部活中の傷害、教諭無罪 千葉地裁「生徒証言は不自然」

  • LINEで送る

 部活動の指導中に教え子を殴りけがをさせたとして、傷害の罪に問われた東京学館浦安中学校・高校(浦安市)教諭の男性被告(38)に、千葉地裁(高木順子裁判長)は23日、無罪判決(求刑・懲役6月)を言い渡した。高木裁判長は「被害証言自体に不自然、不合理な点がある。被害生徒の傷を撮影した写真も暴行を認定できるものではない」と判断した。

 これまでの公判で、男性教諭は「全く記憶にございません」などと一貫して無罪を主張。被害生徒の証言の信用性が争点となった。

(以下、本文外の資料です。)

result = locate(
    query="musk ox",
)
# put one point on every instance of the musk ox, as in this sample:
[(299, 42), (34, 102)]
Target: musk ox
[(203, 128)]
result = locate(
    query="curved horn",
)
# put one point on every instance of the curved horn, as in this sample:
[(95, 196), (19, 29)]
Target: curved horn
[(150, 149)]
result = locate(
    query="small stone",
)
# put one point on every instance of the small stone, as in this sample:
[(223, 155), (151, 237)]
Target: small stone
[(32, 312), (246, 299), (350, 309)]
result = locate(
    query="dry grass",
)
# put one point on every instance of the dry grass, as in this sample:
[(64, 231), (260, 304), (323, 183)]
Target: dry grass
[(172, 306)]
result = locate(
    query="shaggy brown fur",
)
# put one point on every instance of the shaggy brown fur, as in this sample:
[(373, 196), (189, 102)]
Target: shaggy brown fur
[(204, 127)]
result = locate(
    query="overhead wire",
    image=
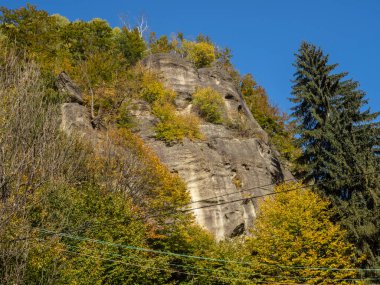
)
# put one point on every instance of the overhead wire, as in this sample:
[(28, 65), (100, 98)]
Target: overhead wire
[(193, 256), (257, 280)]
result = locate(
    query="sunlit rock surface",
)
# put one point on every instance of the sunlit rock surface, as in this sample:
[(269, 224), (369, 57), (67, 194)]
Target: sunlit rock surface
[(215, 169)]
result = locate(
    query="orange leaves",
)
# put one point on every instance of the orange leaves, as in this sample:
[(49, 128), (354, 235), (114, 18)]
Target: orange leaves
[(294, 229)]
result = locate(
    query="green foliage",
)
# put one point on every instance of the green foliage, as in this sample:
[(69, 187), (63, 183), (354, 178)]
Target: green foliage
[(172, 127), (337, 139), (210, 105), (270, 119), (161, 45), (202, 54), (294, 230), (131, 45)]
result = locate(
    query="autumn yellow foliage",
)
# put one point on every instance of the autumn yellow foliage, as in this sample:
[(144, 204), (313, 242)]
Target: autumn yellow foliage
[(209, 104), (293, 237)]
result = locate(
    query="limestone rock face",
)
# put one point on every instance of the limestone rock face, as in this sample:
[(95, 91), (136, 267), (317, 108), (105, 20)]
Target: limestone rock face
[(218, 168), (223, 170)]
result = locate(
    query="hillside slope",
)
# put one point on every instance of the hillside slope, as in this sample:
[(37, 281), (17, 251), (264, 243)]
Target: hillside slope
[(217, 168)]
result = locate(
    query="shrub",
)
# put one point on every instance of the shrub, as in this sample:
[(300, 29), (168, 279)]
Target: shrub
[(210, 105), (154, 91), (201, 54), (173, 127)]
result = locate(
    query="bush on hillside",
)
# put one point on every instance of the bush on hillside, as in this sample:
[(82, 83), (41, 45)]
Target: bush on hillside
[(210, 105)]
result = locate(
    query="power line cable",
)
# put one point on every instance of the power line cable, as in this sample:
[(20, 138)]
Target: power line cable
[(193, 256)]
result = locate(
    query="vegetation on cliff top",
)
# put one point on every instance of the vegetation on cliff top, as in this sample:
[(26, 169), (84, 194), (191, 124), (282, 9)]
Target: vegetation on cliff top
[(70, 216)]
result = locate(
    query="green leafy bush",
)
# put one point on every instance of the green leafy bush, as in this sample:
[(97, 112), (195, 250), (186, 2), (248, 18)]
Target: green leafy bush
[(201, 54), (210, 105), (173, 127)]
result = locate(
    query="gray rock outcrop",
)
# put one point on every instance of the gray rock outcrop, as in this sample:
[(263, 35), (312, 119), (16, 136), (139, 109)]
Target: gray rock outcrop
[(222, 171), (218, 168)]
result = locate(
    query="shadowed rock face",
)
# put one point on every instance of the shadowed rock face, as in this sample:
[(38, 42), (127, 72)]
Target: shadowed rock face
[(215, 169), (218, 168)]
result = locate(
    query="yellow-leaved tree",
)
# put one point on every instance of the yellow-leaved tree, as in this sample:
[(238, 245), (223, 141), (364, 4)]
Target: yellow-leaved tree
[(295, 241)]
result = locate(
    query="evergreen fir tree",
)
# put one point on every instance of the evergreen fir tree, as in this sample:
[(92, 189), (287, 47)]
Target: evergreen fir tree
[(340, 142), (313, 93)]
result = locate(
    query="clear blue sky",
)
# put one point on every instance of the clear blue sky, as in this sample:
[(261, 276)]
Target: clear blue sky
[(263, 35)]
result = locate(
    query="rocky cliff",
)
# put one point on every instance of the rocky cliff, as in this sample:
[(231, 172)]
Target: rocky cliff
[(216, 169)]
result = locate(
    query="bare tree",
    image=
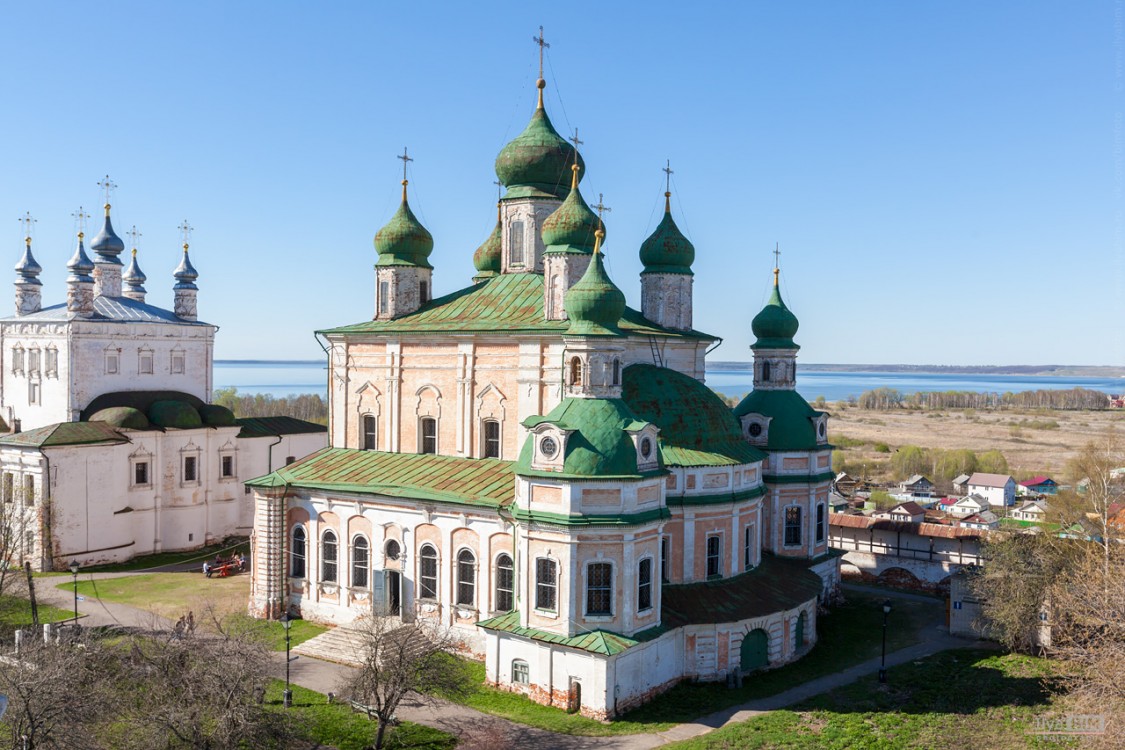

 高木裁判長は判決理由で、殴打回数に対する被害生徒の証言にばらつきがあることに言及し「異なる内容を供述したのは見過ごせない」と指摘。また、被害生徒が男性教諭の暴行をツイッターに投稿して当時の校長らから聞き取りを受けた際、中学時代の暴行などは話したものの、今回の暴行のみ打ち明けていないことから「いかにも不自然で理由の説明がつかない」と述べた。

 さらに、暴行を目撃した他の生徒らの証言についても「暴行の態様や部位が異なり、捜査段階から大きく変遷するなど信は置けない」と判示。被害生徒の傷を撮影した写真も「暴行を直接認定する証明力はない」とした。

 判決などによると、男性教諭は顧問を務める同校剣道部の練習中だった2012年6月12日夕、同校剣道場で、稽古終了を合図する太鼓をたたいた剣道部員で当時高1の男子生徒の口元を「たたく回数が違う」などの理由でこてをはめた手で2回殴打。軽傷を負わせたとして書類送検され、昨年3月、千葉地検が在宅起訴していた。

 判決を受け、千葉地検の広瀬勝重次席検事は「判決内容を精査し、上級庁とも協議の上、適切に対処したい」とのコメントを出した。

◆教諭男性「ほっとした」

 「ほっとした。やっと子どもたちのところへ戻れる」

 判決言い渡し後、男性教諭は報道陣の取材に応じ、安堵(あんど)の表情を浮かべながら心境を語った。

 黒いスーツ姿で出廷し、時折ハンカチで額の汗を拭いながら判決に聞き入った。昨年4月から学校を休職し、現在はストレスから顔面まひを患っているという。「精神的に追い込まれ、長い1年だった。(教え子の)卒業式に間に合わなかったのが残念」と声を落とした。

 担当弁護士は「疑問が残る証言にもきちんと判断してくれて良かった」と判決を支持した。